Capcom Co., Ltd’s. decision to keep the first-person viewpoint was a genius idea. This immersive perspective has you petrified from the moment you take control. Creeping around buildings, through foggy fields, and long-abandoned villages are eerie at the best of times. But chuck in low-lighting, a weak torch, and horrendous zombie mutant beasts, and you have a recipe to make adults cry.
Hollywood style audio.
The visuals scared me, but I can’t get the eerie audio out of my head. Playing this with headphones is a must, but be warned, the sounds of the zombies will haunt you long after you finish playing. Classic horror techniques are used to perfection. Creaking floorboards, slamming doors, sounds from distant rooms, and the blood-curdling screams of each monster were truly disturbing. Let us not forget the earth-shattering noise from the guns, the swishing of melee weapons, and the environmental sounds that all add up to create this truly upsetting and damned atmosphere.
The sound effects are amazing, but what I found truly spectacular was the acting. There are few games that deliver this to an exceptionally high standard, yet Resident Evil Village achieved this level. From the gruff, aggressive, and macho lead characters, to the meek and vulnerable supporting cast. Each played their part perfectly to sell the horror story.
So easy to control that a child could play it, but I wouldn’t advise it!
As far as I know, Resident Evil has always been easy to control. Resident Evil Village unsurprisingly follows suit. With the opening thirty minutes acting as a petrifying tutorial, you’ll have the fundamentals nailed quickly. It’s so easy to pick up, a child could play it. I don’t recommend doing that though, as they’ll likely be scarred for life. The aforementioned crafting system requires little skill and aiming and shooting is standard fare.
The simplicity of the approach allows veteran of the franchise to continue on from where they left off. New players, however, can focus on the action with no concern for a complex control system.

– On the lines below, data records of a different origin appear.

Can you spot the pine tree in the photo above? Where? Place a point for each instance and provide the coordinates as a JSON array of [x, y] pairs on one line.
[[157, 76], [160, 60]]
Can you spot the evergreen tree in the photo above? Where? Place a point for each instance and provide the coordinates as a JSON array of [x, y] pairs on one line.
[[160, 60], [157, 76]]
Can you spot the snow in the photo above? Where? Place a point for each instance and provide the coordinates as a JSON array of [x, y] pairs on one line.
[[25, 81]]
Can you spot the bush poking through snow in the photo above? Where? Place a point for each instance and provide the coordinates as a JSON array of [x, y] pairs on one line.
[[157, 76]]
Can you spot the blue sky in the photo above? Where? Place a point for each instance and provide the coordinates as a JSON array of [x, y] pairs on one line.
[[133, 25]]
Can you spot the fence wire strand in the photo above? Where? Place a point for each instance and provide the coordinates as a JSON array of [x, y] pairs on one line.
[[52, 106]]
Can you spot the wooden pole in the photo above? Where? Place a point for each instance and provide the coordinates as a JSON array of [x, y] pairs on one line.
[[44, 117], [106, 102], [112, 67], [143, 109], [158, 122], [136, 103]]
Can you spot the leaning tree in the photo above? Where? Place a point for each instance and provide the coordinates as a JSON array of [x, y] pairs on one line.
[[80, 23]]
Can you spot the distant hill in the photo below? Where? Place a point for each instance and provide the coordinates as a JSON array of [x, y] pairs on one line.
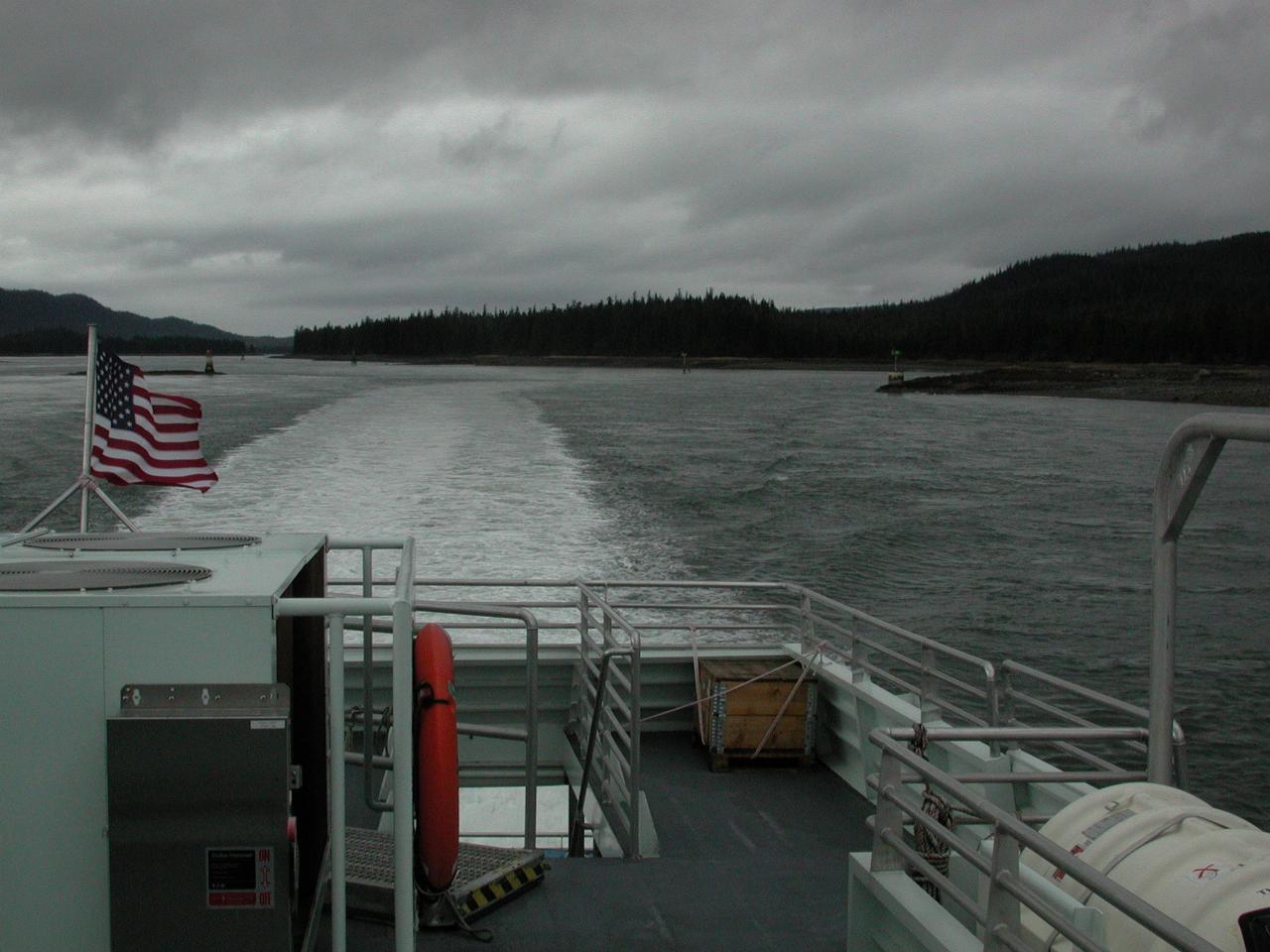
[[1202, 302], [36, 321], [1198, 302]]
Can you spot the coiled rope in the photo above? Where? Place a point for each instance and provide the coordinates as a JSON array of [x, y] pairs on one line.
[[928, 844]]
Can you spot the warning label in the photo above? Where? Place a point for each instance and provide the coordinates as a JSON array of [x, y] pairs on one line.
[[1209, 871], [240, 878]]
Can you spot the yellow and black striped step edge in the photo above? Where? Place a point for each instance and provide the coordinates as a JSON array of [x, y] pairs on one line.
[[483, 897]]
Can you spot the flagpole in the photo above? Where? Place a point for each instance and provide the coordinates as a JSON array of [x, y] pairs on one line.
[[89, 412]]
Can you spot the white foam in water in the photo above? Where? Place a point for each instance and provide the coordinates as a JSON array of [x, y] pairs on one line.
[[484, 485]]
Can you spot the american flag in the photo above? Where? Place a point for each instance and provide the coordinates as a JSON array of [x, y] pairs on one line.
[[145, 436]]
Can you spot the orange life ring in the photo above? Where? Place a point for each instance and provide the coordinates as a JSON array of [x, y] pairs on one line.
[[436, 777]]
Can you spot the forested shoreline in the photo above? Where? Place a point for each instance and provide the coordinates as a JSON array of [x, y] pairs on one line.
[[66, 340], [1206, 302]]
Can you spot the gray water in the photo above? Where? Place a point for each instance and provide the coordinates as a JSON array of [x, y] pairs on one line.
[[1012, 527]]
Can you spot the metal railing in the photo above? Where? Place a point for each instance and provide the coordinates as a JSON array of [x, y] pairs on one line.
[[334, 610], [1178, 489], [947, 682], [1030, 697], [1008, 892], [607, 697]]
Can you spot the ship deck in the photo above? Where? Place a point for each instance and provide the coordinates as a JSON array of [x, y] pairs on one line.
[[753, 858]]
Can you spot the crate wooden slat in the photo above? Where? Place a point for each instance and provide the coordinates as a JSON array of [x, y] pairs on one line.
[[738, 715]]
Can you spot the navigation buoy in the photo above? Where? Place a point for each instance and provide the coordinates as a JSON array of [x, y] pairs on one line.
[[436, 730]]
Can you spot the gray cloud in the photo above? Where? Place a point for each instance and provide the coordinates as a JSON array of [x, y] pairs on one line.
[[267, 164]]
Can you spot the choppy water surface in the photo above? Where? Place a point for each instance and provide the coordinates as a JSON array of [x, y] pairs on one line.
[[1014, 527]]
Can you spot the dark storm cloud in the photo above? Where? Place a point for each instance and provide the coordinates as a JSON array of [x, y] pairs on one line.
[[264, 164]]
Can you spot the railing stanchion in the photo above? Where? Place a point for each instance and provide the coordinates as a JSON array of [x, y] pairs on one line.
[[889, 819], [1002, 916], [403, 774], [338, 837]]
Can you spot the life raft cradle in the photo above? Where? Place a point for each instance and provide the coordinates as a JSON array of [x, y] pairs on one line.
[[484, 878], [488, 878]]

When a game is this scary, why wouldn’t you want to play it again? Three difficulty levels are available for you to choose from to increase longevity. A complex and challenging achievement list will demand perfect playthrough’s, thorough exploration, and a keen eye for detail. On top of this, there is a separate online mode called Resident Evil Re:Verse. At the time of writing this review I hadn’t played it, but it’ll allow players to battle each other as iconic characters from the franchise. Redfield and Redfield Vs Wesker, what’s not to love?
Resident Evil Village will drip with accolades.
I’m not willing to beat around the bush, Resident Evil Village was simply fantastic. Biohazard received accolades and plaudits across the board, and I can see the same happening with its sequel. Every element fits together to create a well oiled horrific scaring machine. A brilliantly written story with twists and turns, and surprises for returning players. Amazing graphics, excellent audio, accessible controls, and mountains of replay value. Every gamer needs this in their library, so buy it here! Dim the lights, turn up the sound, and prepare to never sleep again!